The Heat (17-22) ends its five-game road trip on Friday with Whiteside in the starting lineup, but when the team’s long odyssey on the West Coast began Whiteside was still relatively unknown. All that changed when he had 23 points and 16 rebounds against the Los Angeles Clippers on Sunday. The 25-year-old center has now had three double-doubles in five games after scoring 12 points and grabbing 10 rebounds in the Heat’s 104-89 loss to the Golden State Warriors on Wednesday in Oakland.
Whiteside has put on about 50 pounds of muscle since being drafted in 2010, and his impact with the Heat has been undeniable. The Heat is 3-2 since its victory against the Brooklyn Nets last week, and opponents are scoring an average of just 90.4 points per game while shooting 40.8 percent from the field and 31.8 percent from three-point range.
The Heat allowed an opponent to score more than 100 points for the first time in five games against the Warriors, but Golden State is also arguably the best team in the NBA this season. Led by Steph Curry’s 32 points and seven three-pointers, the Warriors improved to 17-1 at Oracle Arena with its victory against the Heat.
The Heat had more than a few circumstances working against it.
First there was Dwyane Wade, who watched from the bench with a hamstring injury. With Wade back on the shelf, the Heat officially has returned to struggling offensively.

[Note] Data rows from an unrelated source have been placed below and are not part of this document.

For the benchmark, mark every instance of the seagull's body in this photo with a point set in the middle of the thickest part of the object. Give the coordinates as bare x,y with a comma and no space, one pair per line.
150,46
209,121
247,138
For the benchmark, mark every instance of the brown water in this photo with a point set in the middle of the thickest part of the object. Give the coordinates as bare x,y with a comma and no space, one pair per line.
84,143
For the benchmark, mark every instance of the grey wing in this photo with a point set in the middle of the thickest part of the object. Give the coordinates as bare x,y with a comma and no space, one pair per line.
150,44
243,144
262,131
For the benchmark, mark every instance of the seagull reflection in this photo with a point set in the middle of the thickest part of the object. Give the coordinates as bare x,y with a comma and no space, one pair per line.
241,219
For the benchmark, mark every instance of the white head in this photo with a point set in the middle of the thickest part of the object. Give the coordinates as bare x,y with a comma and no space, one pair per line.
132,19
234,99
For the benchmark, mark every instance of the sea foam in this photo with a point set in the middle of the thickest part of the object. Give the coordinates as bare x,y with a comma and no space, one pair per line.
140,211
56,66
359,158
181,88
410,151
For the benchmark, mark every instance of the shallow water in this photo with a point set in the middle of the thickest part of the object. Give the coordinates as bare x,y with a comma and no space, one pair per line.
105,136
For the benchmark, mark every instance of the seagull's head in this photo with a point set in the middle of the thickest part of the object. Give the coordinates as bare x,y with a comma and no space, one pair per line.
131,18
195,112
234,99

Compounding Wade’s absence, Whiteside and rookie point guard Shabazz Napier made their first career starts. Add to that scenario the weariness that goes along with playing on the second night of a back-to-back on the West Coast near the end of a long road trip, and the Heat didn’t have much of chance.
Miami scored just 38 points in the first half and shot 42 percent from the field overall.

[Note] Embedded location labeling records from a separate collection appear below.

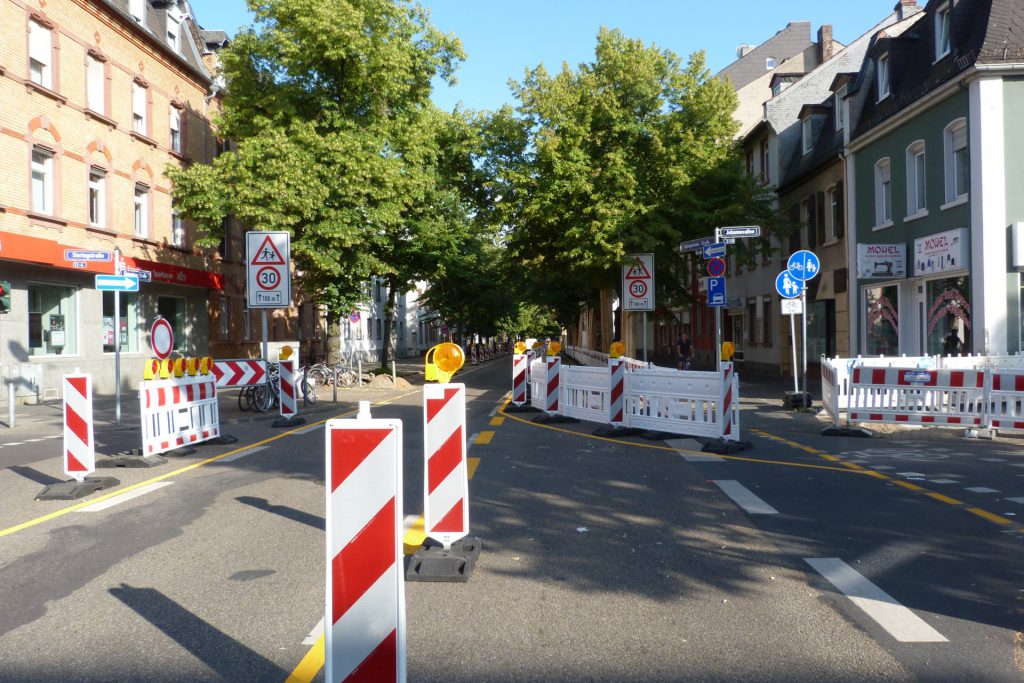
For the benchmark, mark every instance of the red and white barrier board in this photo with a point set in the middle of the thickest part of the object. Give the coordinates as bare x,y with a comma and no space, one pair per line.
365,620
178,412
445,480
240,373
286,379
80,447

“In the first half, we just really didn’t bring much of a competitive oomph and disposition with what we saw [Tuesday],” Heat coach Erik Spoelstra said. “In the second half, I thought we competed better, but it just wasn’t good enough basketball to get over the hump and give ourselves a real chance to win down at the end.”

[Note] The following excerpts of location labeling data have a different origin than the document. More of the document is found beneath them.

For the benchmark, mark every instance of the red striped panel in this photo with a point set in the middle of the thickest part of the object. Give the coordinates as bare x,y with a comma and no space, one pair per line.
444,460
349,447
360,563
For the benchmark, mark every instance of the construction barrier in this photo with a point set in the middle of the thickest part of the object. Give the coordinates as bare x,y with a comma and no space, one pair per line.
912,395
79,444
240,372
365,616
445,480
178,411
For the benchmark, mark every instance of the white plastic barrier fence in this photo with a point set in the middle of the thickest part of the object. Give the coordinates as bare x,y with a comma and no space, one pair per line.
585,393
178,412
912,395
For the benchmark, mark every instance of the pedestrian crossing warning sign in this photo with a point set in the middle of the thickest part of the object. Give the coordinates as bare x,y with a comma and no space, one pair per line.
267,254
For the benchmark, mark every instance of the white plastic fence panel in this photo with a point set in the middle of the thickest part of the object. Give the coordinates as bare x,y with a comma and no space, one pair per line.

Wade missed his first game after straining his left hamstring on Tuesday against the Lakers, and he’s doubtful against the Kings. If this setback is anything like Wade’s last left hamstring injury, then he could be out a few weeks. Wade missed seven games earlier this season with a strained hamstring.
There is no question the Heat is now a better team with Whiteside, but losing Wade for any extended amount of time will limit the team’s development.
“We’re just continually learning each other on the fly, and it kind of [stinks] a little bit,” said Chris Bosh, who had 26 points against the Warriors. “One day somebody is in the rotation and the next they’re out, and you kind of have to figure out tendencies and figure out chemistry while the game is going on. It’s not the best situation, but guys are getting there.”
Wade’s ability as a scorer and facilitator has made things easier for Whiteside, so the newcomer will have to adapt to the Heat’s other guards for the team to make any real progress. For the Heat, that’s the next challenge in this new era of its diamond-in-the-rough center.
“It’s a little tougher,” Whiteside of playing without Wade. “It’s a little different because D-Wade really draws a lot of guys in, and throws lobs to me and really draws a lot more attention. It was a lot different [Wednesday].”